The project was supervised by Prof. Bin Li in collaboration with Dr. Yu Zhang at Shanghai Jiaotong University. It was primarily executed by Ph.D. student Zhiyuan Li at the Unit of Molecular Immunology. This article reveals a new mechanism of how the immunosuppressive activity of Treg cells is modulated under inflammatory conditions. The finding provides a potential promising target to improve Treg function for treatment of autoimmune diseases, infectious diseases, allergy and tissue rejection.

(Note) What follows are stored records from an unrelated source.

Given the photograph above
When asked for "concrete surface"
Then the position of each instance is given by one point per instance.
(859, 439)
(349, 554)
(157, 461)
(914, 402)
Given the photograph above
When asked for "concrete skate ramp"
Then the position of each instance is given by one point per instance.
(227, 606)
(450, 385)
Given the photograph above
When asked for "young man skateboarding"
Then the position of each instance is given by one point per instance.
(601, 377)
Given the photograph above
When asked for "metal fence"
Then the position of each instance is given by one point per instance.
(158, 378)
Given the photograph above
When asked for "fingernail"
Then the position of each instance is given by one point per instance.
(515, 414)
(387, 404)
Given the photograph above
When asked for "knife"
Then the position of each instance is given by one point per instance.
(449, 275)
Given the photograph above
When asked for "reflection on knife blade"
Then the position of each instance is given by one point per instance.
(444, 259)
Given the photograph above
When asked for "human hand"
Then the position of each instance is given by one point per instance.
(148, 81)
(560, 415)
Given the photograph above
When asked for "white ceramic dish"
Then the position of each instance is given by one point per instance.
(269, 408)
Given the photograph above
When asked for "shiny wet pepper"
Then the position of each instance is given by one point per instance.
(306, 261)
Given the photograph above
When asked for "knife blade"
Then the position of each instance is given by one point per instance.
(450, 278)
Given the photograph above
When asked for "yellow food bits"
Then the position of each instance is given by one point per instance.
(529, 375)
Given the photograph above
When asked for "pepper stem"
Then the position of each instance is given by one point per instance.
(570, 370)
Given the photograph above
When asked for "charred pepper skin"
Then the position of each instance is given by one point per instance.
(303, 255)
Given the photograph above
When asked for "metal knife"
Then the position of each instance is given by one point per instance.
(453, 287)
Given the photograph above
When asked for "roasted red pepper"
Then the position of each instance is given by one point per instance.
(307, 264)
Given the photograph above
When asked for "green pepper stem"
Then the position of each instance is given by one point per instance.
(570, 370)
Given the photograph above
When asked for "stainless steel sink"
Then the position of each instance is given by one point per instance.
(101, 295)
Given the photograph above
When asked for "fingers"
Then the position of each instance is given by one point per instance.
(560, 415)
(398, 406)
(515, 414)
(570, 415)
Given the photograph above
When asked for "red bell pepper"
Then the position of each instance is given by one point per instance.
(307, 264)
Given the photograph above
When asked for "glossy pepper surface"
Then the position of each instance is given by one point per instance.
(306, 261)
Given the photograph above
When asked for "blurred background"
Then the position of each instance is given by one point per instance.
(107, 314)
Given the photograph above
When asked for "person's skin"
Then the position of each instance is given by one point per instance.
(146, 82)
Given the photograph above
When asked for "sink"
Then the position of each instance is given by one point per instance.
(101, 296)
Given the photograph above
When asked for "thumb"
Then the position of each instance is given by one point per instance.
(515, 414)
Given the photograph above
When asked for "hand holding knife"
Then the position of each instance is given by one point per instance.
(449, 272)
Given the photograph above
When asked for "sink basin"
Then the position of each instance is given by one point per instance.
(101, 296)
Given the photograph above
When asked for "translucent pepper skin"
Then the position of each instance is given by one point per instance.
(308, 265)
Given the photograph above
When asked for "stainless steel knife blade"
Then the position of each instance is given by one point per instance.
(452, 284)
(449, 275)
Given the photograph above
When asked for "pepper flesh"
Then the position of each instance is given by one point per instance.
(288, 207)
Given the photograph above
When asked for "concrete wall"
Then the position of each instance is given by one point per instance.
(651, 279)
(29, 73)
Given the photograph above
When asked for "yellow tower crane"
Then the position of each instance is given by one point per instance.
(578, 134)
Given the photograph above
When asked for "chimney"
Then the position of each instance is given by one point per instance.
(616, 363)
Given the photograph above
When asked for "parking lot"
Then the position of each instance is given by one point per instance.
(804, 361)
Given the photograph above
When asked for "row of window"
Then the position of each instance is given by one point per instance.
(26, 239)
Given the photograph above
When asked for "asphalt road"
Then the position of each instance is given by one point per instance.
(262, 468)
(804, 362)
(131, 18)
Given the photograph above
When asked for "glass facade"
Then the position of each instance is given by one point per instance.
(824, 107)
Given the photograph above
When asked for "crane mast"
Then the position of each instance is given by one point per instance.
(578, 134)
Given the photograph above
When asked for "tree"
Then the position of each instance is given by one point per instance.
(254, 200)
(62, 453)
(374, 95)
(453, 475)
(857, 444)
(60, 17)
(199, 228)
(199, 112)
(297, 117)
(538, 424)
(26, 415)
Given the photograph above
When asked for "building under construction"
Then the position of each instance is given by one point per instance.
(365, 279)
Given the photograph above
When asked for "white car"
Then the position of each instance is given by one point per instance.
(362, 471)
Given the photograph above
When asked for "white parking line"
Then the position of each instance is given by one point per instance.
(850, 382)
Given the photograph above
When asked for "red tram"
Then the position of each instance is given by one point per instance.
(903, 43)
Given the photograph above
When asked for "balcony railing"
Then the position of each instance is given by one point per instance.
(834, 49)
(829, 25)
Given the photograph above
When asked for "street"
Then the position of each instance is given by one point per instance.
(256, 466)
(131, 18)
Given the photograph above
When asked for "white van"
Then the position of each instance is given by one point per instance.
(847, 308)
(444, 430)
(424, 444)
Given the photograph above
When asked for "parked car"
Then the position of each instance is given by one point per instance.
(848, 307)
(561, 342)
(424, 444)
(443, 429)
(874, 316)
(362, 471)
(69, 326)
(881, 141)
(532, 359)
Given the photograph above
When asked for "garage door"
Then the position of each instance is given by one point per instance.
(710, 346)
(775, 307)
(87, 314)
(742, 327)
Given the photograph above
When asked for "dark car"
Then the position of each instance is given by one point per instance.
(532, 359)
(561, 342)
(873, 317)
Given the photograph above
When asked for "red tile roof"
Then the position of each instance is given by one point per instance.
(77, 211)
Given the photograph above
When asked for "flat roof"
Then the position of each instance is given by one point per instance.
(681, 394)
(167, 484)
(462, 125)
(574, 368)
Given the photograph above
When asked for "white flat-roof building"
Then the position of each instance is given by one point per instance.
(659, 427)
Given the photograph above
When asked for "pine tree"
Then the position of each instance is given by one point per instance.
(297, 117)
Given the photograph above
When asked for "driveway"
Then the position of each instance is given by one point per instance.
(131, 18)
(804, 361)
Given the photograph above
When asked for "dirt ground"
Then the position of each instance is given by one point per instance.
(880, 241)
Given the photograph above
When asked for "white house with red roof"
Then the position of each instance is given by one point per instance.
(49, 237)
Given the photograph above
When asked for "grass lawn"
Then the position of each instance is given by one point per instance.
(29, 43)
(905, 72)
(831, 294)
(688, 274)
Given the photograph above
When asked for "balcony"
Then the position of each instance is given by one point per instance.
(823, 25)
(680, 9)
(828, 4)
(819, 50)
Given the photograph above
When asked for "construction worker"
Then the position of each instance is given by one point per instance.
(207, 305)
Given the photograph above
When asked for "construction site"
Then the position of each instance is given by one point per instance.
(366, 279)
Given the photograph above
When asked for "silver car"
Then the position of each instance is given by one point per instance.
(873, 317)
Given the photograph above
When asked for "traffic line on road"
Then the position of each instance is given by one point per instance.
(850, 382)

FOXP3+ Treg cells play a central role in maintaining balance between tolerance and immune activation. The transcription factor FOXP3 is considered as a master regulator for the development and function of Treg cells. However, human Treg cells may be unstable and lose FOXP3 expression or convert into effector T cells under inflammatory conditions. Molecular mechanism of Treg cell instability under inflammation remains largely unclear. Protein phosphorylation is the most ubiquitous post-translational modification, and plays important role in most biological processes. Identifying site-specific phosphorylated substrates is fundamental to understand the molecular mechanisms of phosphorylation. It is attractive to study the molecular mechanism of how the activity of human Treg cells can be modulated by phosphorylation.
FIGURE: PIM1 kinase phosphorylates the human transcription factor FOXP3 at serine 422 to negatively regulate its activity A. PIM1 specific inhibitor enhances the capacity of the Treg cells to suppress the proliferation of CD8+ T cells; B. Proposed working model for the mechanism of PIM1 regulation of human FOXP3 and Treg activity.